Talking about the relevance of the workshop, Rochin explained that: “unlike institutional settings, this workshop offered a stimulating environment for participants to debate and discuss career-related challenges facing criminology graduates, today. Alongside this, the participants were given some cutting-edge exercises to support their professional development”.
“To make their experience more enriching, the Center invited a delegation of experts from relevant sectors including policy and governance, innovation and enterprise, security and vigilance, investigative journalism, criminal justice social work, financial risk management and, social activism. These experts familiarized the participants with changing needs and demands of the market forces, and helped them refocus on skills, essential to fight job crisis in the field,” Rochin added.
Reflecting on the observations from the workshop, Rochin recalled that: “in this era of fierce competition, qualifications alone will not get you jobs; the students of criminology will have to hone their USP – unique selling proposition. This means creating a niche factor which makes them more desirable and different from graduates of relevant disciplines”.
Rochin further noted that: “professional and research organizations of criminal justice are looking for certain specific skills set. This includes effective writing skills, competence in interpersonal communication, strong background in research methods, flair for data analytics and, critical and analytical thinking abilities”.

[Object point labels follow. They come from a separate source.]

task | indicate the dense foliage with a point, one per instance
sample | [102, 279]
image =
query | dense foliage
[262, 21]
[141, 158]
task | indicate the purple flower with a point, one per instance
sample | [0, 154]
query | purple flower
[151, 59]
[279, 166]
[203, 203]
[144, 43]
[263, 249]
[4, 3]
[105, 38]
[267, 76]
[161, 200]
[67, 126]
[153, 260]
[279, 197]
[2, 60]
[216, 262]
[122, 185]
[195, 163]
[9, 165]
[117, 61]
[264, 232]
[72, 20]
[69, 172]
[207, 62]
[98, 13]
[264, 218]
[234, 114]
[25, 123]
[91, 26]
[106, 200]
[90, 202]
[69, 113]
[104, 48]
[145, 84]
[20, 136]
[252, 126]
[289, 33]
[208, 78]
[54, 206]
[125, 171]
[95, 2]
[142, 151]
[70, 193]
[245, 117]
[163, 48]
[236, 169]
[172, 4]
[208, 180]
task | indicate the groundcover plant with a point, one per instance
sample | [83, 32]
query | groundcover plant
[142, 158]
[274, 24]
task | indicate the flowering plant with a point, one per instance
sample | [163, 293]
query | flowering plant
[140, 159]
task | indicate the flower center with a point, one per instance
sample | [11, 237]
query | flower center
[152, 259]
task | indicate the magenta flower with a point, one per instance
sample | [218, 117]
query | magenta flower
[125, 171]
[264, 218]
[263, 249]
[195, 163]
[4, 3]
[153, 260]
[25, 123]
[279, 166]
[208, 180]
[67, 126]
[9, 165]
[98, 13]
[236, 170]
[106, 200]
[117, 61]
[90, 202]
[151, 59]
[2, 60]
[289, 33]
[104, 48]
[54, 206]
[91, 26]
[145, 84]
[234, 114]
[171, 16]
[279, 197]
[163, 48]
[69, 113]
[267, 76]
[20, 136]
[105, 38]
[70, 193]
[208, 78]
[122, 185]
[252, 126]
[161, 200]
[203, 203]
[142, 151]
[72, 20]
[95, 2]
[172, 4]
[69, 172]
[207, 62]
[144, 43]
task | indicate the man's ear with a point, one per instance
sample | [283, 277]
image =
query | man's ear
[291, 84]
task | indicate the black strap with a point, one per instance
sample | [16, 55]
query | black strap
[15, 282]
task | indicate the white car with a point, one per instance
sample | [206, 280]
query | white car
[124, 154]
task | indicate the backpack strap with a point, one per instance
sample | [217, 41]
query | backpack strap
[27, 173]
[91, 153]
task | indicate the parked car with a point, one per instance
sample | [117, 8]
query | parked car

“Apart from these qualities, we also advised the participants: to deepen their subject-knowledge, to engage more actively with community, to inculcate the habit of interdisciplinary learning, to develop an impressive network with relevant stakeholders, and to learn to market their knowledge and expertise”, he said.
“Doing so, will dramatically increase the employability rate of criminology graduates”, Rochin pointed out.
Among the guests of honor, Professor Manju Mandot, the Director of Center for Women Studies at Janardhan Rai Nagar Rajasthan Vidhyapeeth, encouraged the participants to take up research as a possible career option, while Ms. Archana Sharma, a senior political leader, explained the linkages between crime control and politics.
Dr. Amit Thakre, who is presently working as an assistant professor at the National Institute of Criminology & Forensic Science, Delhi, facilitated the workshop proceedings along with Director. He was also one of the keynote speakers for the workshop.
An official record of the workshop was prepared by the Assistant Rapporteurs, Alla Syam Kumar and Sandhya Nair, while the draft report was read out by Jay Anand, a Special Rapporteur. Participants hailed from different parts of the country including Delhi, Karnataka, Tamil Nadu, Jharkhand, Uttar Pradesh and Rajasthan.
An executive summary of the workshop will be acknowledged to all heads of criminology departments in India, Rochin said in a press release here.